The Fundamental Changes

Although those interested in implementing the Atom Syndication Format within their own software are directed to read the original specification document, rather than this article, there are some technical things to note from this feed listing. First things first: an Atom feed is XML, naturally, and so must follow all the usual well-formedness rules that that implies. All the elements must be in the http:// www.w3.org/2005/Atom namespace, and are considered to be in plain text--specifically, entity-encoded html will be considered to be plain text. Dates must be in RFC 3339 format too. Ok? Right, let's look at the feed.

As you can see, a feed consists of some metadata about the feed, followed by one (or naturally more) entries. This metadata chunk contains, happily, all of the data we found missing from the default RSS 2.0 feeds. The id element provides the "where," giving the feed's URI. The title provides a "what," giving the title of the feed. updated gives the "when," with an obligation to say when the feed was last changed. author says "who" created the feed, and link provides the "how"--giving a link to an HTML version of the resource the feed represents.

As you can see here, this section of an Atom feed can also contain elements detailing categories, intellectual property rights, contributors' details, a feed's logo, and more.

The Entry Section

An Atom feed contains one or more entry sections. These are just like an RSS feed's item sections. The entry section, just like the feed's main metadata section, has the obligatory id, title, updated, author, and link. It wouldn't be much use without the content, and it's highly recommended to have the summary, a "a short summary, abstract, or excerpt of the entry."

In addition to those core features, an Atom entry can contain categories and rights information, and an interesting (and unique to Atom) element called source. The source element allows for metadata about an entry's parent feed to be preserved if that entry is copied from one feed to a new one.
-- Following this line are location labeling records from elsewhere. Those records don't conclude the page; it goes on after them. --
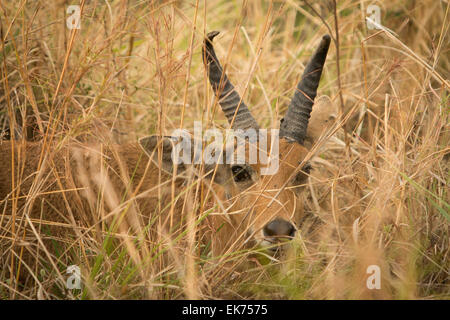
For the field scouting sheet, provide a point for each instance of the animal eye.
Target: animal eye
(240, 174)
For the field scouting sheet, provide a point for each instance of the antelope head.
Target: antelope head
(267, 207)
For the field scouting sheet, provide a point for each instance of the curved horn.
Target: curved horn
(294, 124)
(229, 99)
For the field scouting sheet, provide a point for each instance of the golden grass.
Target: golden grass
(378, 194)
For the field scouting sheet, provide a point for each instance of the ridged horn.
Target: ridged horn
(295, 122)
(229, 99)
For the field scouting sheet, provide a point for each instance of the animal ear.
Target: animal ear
(323, 117)
(150, 145)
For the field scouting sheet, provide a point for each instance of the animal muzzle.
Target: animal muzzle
(276, 232)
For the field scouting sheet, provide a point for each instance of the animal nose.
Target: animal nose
(279, 228)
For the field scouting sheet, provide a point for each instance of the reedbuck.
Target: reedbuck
(49, 188)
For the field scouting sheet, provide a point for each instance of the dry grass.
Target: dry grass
(379, 189)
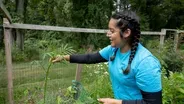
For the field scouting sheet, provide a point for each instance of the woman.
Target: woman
(134, 72)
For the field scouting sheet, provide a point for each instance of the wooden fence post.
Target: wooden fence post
(176, 38)
(7, 42)
(78, 72)
(162, 36)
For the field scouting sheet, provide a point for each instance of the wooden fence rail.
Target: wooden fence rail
(7, 34)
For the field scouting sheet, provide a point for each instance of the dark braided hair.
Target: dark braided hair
(129, 20)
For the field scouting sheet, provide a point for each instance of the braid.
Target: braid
(134, 45)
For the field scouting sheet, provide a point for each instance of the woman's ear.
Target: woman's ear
(127, 33)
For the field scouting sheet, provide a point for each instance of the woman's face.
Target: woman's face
(114, 33)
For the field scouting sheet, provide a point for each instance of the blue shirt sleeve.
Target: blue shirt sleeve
(105, 52)
(148, 75)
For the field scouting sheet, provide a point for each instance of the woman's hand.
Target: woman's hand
(58, 58)
(109, 101)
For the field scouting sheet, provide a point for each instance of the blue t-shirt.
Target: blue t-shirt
(145, 73)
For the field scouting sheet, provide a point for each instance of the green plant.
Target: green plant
(45, 64)
(100, 84)
(173, 88)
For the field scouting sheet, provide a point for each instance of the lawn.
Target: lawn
(28, 81)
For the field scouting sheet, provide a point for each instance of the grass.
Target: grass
(28, 81)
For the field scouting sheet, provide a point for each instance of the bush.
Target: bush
(173, 88)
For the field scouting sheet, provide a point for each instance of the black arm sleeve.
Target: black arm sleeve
(148, 98)
(87, 58)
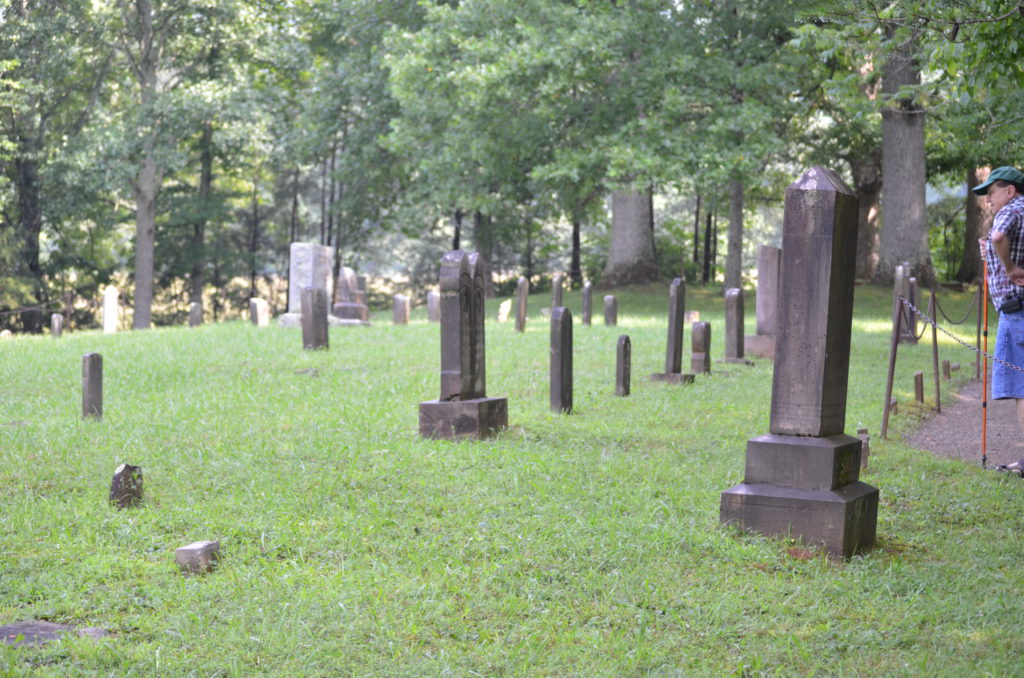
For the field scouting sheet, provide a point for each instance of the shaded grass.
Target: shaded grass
(580, 545)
An example of this might look like:

<source>

  <id>http://example.org/</id>

  <title>Fourty-Two</title>

  <updated>2003-12-13T18:30:02Z</updated>

  <rights>© 2005 Example, Inc.</rights>

</source>

More on the optional subelements that can be used in the entry element can be found here.

Constructs

An Atom feed is made up of standardized elements. Each of these elements is blessed with content that has been organized into one of the options provided by the Reusable Syntax of Constructs. Apart from being a particularly good name for a modern jazz quintet, the idea behind the Reusable Syntax of Constructs is to make the discussion of elements, both established and proposed, much simpler.

The official version 1.0 specification lists two official constructs, although the developer's guide has six: category, content, link, date, person, and text.

Constructs allow new elements, within new namespaces, to be added to an Atom feed in a controlled way. Elements pointing to a person, for example, should use the Person construct, and not reinvent the wheel. Mandating that dates are to be written only in rfc3339 format means that developers do not need to waste time on getting date-parsing code to work with anything else, and so on.

What's to Come?

The Atom Syndication Format is only the first part of the Atom project. It is balanced by the Atom Publishing Protocol, more commonly known as the Atom API. The aim of this project is to improve on, and replace, the existing XML-RPC-based publishing protocols such as the Blogger API. The AtomPub working group also has its specification in the IETF ratification process, if a few steps behind the Syndication Format. Expect to hear a lot more about the Atom Publishing Protocol in the next year.